Nationally, landlords in poor neighborhoods derive a median profit of $298 monthly, compared with $225 in middle-class neighborhoods and $250 in affluent ones. In Milwaukee, the profit differential is even greater, with landlords in poor neighborhoods raking in $319 per month, more than double the profit ($174 per month) of landlords with properties in non-poor neighborhoods.

What?

The Housing Exploitation measure (my name for it) seems to be using the principle of capitalization rate which investors use to determine the potential return on a rental property. I emphasize potential because it’s a guess, and based more on rents and operating costs than the value of the land which can surge but doesn’t help offset changes in market rents or operating costs. Here’s a big slice of an Investopedia article on Capitalization Rate.

Examples of Capitalization Rate

Assume that an investor has $1 million and he is considering investing in one of the two available investment options – one, he can invest in government issued treasury bonds that offer a nominal 3 percent annual interest and are considered the safest investments and two, he can purchase a commercial building that has multiple tenants who are expected to pay regular rent.

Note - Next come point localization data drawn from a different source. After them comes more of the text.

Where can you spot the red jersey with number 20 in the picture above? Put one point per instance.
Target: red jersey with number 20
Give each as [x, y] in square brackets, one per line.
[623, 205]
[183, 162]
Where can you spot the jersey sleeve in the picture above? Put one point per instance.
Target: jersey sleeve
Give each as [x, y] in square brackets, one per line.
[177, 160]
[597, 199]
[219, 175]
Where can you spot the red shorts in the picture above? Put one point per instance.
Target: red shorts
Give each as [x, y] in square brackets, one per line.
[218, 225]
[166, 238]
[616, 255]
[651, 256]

In the second case, assume that the total rent received per year is $90,000 and the investor needs to pay a total of $20,000 towards various maintenance costs and property taxes. It leaves the net income from the property investment at $70,000. Assume that during the first year, the property value remains steady at the original buy price of $1 million.

The capitalization rate will be computed as (Net Operating Income/Property Value) = $70,000/$1 million = 7%.

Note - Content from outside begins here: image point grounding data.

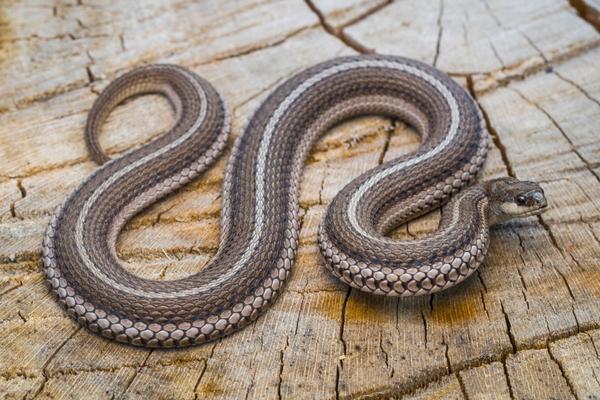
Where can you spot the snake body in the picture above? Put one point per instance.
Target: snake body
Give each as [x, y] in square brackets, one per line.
[260, 211]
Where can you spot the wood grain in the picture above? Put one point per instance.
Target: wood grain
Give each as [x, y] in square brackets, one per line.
[526, 326]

This return of 7 percent generated from the property investment fares better than the standard return of 3 percent available from the risk-free treasury bonds. The extra 4 percent represents the return for the risk taken by the investor by investing in the property market as against investing in the safest treasury bonds which come with zero risk.

Hmmm. Is that 7 percent the same as the rate of Housing Exploitation? I don’t think it’s the same thing at all. What an investor is doing is using the land value and Net Operating Income (NOI) to calculate relative risk. Land value and rents definitely have a relationship and the profitability of a purchase of an existing building certainly is based on the relationship between the value of the land and the ability to generate rent. But rents are not set by landlords or captive to land value; it’s the other way around. Land gets valuable because of its rent potential, and that potential rises dramatically when demand for housing is high and available units are scarce.

So areas where the land value is low and rents are being set by the market, one could argue that the tenant is paying too much rent in relationship to the land. But why would you? If someone is paying $900 for a one bedroom apartment on a piece of land valued at $1,000,000 and someone else is paying $1,500 for an apartment on land valued at $5,000,000 so what? If the point is that we want the person who is paying $900 to see their rent drop, the best way to achieve that is allowing lots more housing in that neighborhood, especially if land is cheap. A capitalization rate can be low even when land value is high especially if rents stabilize.

What’s a good way to make things worse? How about taxing new housing in lower rent neighborhoods the way Councilmember Herbold has proposed. Suppressing new housing supply in places where land is cheaper by boosting it’s price won’t lower rents — it will push them higher because demand for those units will increase. This is just my first take at this and there may be something I am missing. I am gong to reach out to people who know a lot more about this and get more. But it seems to me that trying to measure exploitation is a waste of time; why not build more housing instead?